Good news for Silicon Valley, where griping about the nation's patent system has become a favorite hobby: Inventors will no longer have to trek all the way to the nation's capitol to complain.
On Tuesday, the Department of Commerce’s United States Patent and Trademark Office announced that the San Jose City Hall building had been picked as the permanent home of a new regional patent office.
"This patent office is about tapping and unleashing the kind of economic growth, job creation, and prosperity an innovation economy offers our entire country," Rep. Zoe Lofgren (D-San Jose) said in a statement. "That's because California, and the Valley in particular, are innovation powerhouses that will soon benefit from the extraordinary effort that went into landing this new patent office."
For most of its history, the U.S. Patent and Trademark Office had offices only in Washington. Then a couple of years ago, the agency announced its first regional office.
Upon word of the Motor City being picked, Silicon Valley boosters collectively began smacking their palms against their foreheads. This began a regional campaign to get another patent office in the place that produces more patents than anywhere else in the country.
That lobbying paid off two years ago when President Obama signed a patent reform bill that called for at least three more satellite offices. Dallas and Denver were picked along with Silicon Valley.

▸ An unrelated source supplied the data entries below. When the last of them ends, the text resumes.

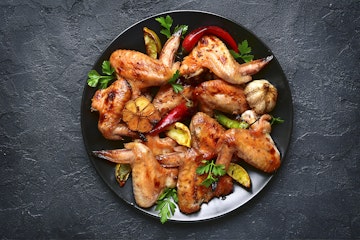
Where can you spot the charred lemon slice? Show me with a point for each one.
(239, 174)
(180, 133)
(140, 114)
(152, 43)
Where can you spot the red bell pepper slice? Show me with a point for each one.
(194, 36)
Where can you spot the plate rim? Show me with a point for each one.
(146, 211)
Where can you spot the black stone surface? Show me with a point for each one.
(49, 189)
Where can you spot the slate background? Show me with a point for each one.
(49, 188)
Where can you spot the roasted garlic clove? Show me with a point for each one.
(261, 96)
(140, 114)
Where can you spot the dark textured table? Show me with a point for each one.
(50, 189)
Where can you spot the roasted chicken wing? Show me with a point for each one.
(166, 99)
(254, 147)
(110, 103)
(143, 71)
(211, 53)
(205, 132)
(222, 96)
(149, 178)
(191, 192)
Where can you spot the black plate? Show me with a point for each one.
(132, 38)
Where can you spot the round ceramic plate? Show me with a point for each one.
(132, 38)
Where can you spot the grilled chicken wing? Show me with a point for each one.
(211, 53)
(110, 102)
(254, 147)
(166, 99)
(148, 176)
(191, 193)
(143, 71)
(205, 132)
(220, 95)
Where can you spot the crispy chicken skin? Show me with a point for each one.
(191, 193)
(148, 176)
(141, 70)
(109, 103)
(205, 132)
(211, 53)
(254, 147)
(222, 96)
(166, 99)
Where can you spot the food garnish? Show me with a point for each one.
(166, 204)
(230, 123)
(194, 36)
(243, 52)
(94, 78)
(212, 170)
(122, 173)
(166, 23)
(152, 43)
(139, 119)
(140, 114)
(261, 96)
(176, 86)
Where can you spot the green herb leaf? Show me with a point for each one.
(166, 204)
(244, 51)
(166, 23)
(176, 86)
(107, 69)
(212, 170)
(94, 78)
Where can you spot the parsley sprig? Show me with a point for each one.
(95, 79)
(166, 204)
(212, 170)
(166, 23)
(244, 52)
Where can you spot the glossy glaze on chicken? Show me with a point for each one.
(159, 162)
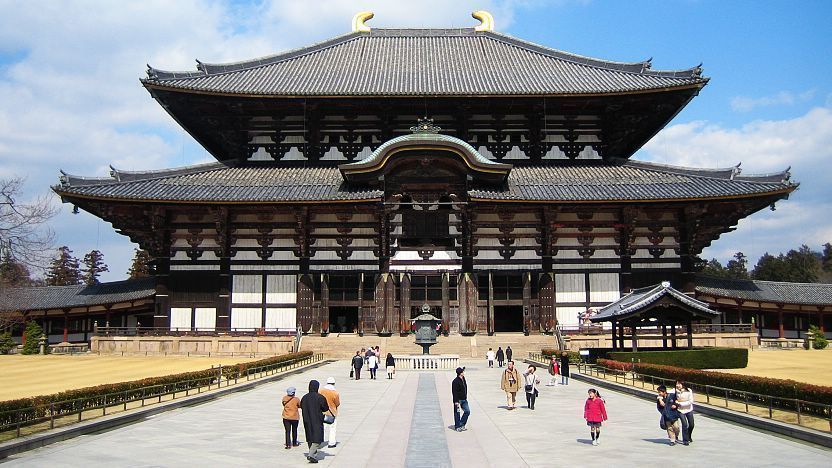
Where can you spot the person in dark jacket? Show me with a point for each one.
(313, 405)
(501, 356)
(357, 364)
(459, 389)
(564, 369)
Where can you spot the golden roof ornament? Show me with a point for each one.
(359, 19)
(486, 20)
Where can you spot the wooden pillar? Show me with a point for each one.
(690, 334)
(404, 308)
(490, 320)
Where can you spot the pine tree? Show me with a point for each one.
(141, 264)
(63, 270)
(93, 267)
(13, 273)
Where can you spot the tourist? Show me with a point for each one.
(501, 356)
(530, 382)
(684, 398)
(333, 400)
(510, 383)
(666, 404)
(313, 406)
(291, 417)
(595, 413)
(372, 365)
(459, 391)
(357, 363)
(390, 364)
(553, 371)
(564, 369)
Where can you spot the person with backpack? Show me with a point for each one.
(595, 413)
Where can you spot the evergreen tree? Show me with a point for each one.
(63, 270)
(737, 268)
(141, 264)
(13, 273)
(93, 267)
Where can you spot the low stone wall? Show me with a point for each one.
(191, 345)
(722, 340)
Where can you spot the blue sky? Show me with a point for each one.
(70, 97)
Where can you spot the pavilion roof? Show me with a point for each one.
(80, 295)
(642, 299)
(562, 181)
(440, 62)
(778, 292)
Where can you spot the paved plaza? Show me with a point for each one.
(407, 422)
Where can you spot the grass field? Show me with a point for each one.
(813, 367)
(22, 376)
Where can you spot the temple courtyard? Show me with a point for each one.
(407, 422)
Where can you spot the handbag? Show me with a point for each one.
(329, 418)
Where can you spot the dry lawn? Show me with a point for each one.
(814, 367)
(23, 376)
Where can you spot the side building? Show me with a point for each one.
(367, 177)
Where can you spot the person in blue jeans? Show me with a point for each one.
(459, 389)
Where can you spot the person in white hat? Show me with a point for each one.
(333, 399)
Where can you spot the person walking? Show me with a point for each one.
(564, 369)
(291, 417)
(313, 406)
(684, 398)
(333, 400)
(459, 392)
(390, 364)
(666, 404)
(530, 383)
(553, 371)
(501, 356)
(510, 383)
(357, 363)
(372, 365)
(595, 413)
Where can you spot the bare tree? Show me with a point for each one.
(23, 233)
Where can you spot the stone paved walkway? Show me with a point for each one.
(377, 427)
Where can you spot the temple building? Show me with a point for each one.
(370, 177)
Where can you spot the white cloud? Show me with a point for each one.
(783, 98)
(804, 143)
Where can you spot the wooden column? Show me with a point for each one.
(490, 321)
(404, 308)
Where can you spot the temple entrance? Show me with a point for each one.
(343, 319)
(508, 318)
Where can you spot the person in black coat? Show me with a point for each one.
(313, 405)
(459, 390)
(564, 369)
(357, 364)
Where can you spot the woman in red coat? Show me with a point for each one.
(595, 413)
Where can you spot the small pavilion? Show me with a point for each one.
(659, 306)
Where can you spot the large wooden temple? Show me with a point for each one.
(366, 178)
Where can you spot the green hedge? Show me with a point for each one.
(72, 401)
(780, 388)
(703, 358)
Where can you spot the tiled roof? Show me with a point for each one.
(638, 299)
(451, 62)
(576, 181)
(59, 297)
(766, 291)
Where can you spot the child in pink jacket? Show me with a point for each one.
(595, 413)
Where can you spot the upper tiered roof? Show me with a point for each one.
(409, 62)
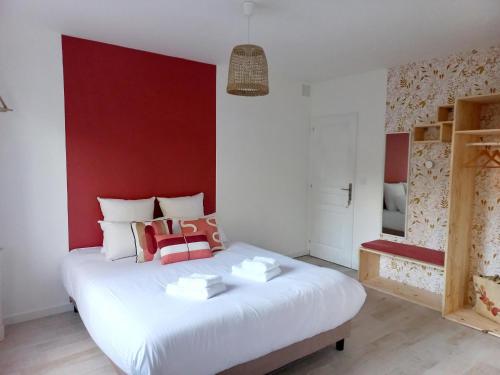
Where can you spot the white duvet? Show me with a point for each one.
(128, 314)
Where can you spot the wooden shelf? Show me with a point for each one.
(429, 141)
(369, 267)
(470, 318)
(442, 130)
(478, 132)
(407, 292)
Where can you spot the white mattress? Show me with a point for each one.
(128, 314)
(393, 220)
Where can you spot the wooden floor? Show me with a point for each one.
(389, 336)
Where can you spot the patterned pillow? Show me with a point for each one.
(198, 245)
(207, 225)
(177, 247)
(144, 236)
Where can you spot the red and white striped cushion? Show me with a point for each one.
(177, 248)
(198, 245)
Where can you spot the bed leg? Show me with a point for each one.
(339, 345)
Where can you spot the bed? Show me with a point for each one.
(143, 331)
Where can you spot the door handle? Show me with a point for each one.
(349, 189)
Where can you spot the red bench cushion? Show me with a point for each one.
(422, 254)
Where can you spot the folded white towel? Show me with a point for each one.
(256, 276)
(257, 266)
(199, 280)
(175, 290)
(272, 261)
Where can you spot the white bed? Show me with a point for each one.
(143, 331)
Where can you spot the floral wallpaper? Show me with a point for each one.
(414, 91)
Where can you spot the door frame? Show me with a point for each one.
(314, 119)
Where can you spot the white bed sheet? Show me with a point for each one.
(128, 314)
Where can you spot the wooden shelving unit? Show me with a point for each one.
(369, 266)
(467, 131)
(439, 132)
(478, 132)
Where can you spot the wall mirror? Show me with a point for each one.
(397, 151)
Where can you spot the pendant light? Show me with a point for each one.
(248, 74)
(3, 106)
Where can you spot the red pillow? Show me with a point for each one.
(207, 225)
(177, 247)
(144, 237)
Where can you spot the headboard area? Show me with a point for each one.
(138, 125)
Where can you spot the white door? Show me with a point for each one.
(332, 171)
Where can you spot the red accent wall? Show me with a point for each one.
(396, 157)
(138, 124)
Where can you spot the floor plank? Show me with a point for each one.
(389, 336)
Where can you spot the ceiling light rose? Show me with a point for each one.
(248, 72)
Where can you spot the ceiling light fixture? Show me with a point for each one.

Ah, but where in Silicon Valley? More drama.
Patent officials began hunting high and low for space, which turned out to be rotten timing given the accelerating boom in the region that saw tech firms gobbling up offices.
Then, the search got put on hold last summer because of budget cuts caused by sequestration.
But with the lights back on in the nation's capitol, the search began again. And the result was the city of San Jose offering two years of free rent and three years of rent discounts at its city hall.
The new patent office will have space for patent examiners, a trial and appeals board, and training facilities. Folks in Silicon Valley hope that the patent office in San Jose will be able to draw on local expertise to help improve the quality of patents being issued.